Reinforcement Learning

Code UE : USEET8

  • Cours
  • 3 crédits

Responsable(s)

Stefano SECCI

Public, conditions d’accès et prérequis

  • Students are required to have taken an introductory machine learning course. 
  • Good knowledge on probability and statistics is expected.  
  • Bases on Markov Chains are recommended, but this is not a prerequisite. 

Objectifs pédagogiques

This course provides an overview of reinforcement learning (RL) methods. Both theoretical and programming aspects will be extensively explored in this course in order to acquire a solid expertise on both.

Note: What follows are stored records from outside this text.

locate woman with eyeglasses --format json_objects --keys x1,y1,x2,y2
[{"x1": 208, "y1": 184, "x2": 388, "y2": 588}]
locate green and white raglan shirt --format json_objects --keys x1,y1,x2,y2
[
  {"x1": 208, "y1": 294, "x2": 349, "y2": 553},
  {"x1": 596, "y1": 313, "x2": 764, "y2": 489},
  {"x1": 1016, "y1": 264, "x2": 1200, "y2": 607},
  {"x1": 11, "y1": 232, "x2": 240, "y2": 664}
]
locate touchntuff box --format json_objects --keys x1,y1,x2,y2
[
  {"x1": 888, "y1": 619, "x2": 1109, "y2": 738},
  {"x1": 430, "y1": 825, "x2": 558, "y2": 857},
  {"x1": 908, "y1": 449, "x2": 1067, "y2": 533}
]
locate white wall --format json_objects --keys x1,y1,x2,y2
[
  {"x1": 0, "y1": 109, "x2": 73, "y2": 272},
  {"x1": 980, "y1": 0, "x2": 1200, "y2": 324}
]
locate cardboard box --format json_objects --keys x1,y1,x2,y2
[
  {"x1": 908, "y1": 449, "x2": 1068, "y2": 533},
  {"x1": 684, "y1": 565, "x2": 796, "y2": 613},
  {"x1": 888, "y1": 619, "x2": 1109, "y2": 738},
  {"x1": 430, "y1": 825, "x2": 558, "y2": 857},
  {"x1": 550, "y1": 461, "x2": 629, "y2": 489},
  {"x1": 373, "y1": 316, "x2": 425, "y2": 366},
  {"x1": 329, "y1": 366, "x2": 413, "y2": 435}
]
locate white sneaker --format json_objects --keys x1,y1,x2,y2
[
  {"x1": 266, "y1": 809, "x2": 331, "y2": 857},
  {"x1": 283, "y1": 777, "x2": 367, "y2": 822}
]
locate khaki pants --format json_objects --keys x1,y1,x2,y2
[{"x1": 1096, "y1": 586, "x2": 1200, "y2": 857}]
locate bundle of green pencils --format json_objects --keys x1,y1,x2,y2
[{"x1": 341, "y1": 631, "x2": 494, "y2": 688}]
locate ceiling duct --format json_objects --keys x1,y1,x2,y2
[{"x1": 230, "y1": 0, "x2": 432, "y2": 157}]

By the end of the course, students should: 
  • Understand the notion of stochastic approximations and their relation with RL;  
  • Understand the basis of Markov decision theory;  
  • Apply Dynamic Programming methods to solve the Bellman equations;  
  • Master the basic techniques of Reinforcement Learning: Monte Carlo, Time-difference and Policy Gradient;  
  • Study a proof of convergence for RL algorithms; 
  • Master more advanced techniques such as actor-critic methods and deep RL. 

Contenu

This course will introduce machine learning techniques based on stochastic approximations and MDP models, i.e., SARSA, Q-learning, policy gradient. Two homework assignments will focus on implementing these techniques, in order to learn how to master them by direct implementation. A project in teams of 2/3 students will permit to address more advanced techniques and problems in the field of RL and more in general the application of Markov theory for modeling and optimization.  
 Lectures: 
  • Course Overview. Introduction to Markov decision theory,  stochastic approximations, and reinforcement learning; 
  • Stochastic approximations: the Robbins-Monro algorithm;  
  • Criteria for convergence;  
  • Application to admission control problems;  
  • Markov decision processes: definitions, average cost and discounted cost;  
  • Bellman equations. Solutions based on Dynamic Programming;  
  • Monte Carlo methods for Reinforcement Learning;  
  • Time Difference methods: SARSA and Q-Learning; 
  • Proof of convergence of Q-Learning; 
  • Policy gradient: REINFORCE; 
  • Actor-critic methods; 
  • Multi-armed bandits;  
  • Deep-reinforcement Learning. 
 Lab assignments:   
  • Practice of stochastic approximation on a traffics admission problem; 
  • Practice of Montecarlo, Q-learning and SARSA on gridworld (discounted cost);  
  • Practice of buffer management with admission control (average cost). 

Modalité d'évaluation

Final exam, lab and research project reports. 
All students in the class will also conduct a research project in the field of reinforcement learning and write a short 5-page paper. Subjects will be provided during the first-class session, related to Constrained RL and Delayed RL. 

Bibliographie

  • S. Russell, P. Norvig, Prentice Hall : Artificial Intelligence: A modern approach, 3rd edition, 2010.
  • R. S. Sutton, A. G. Barto, MIT Press : Reinforcement Learning: An Introduction, 1992

Cette UE apparaît dans les diplômes et certificats suivants

Chargement du résultat...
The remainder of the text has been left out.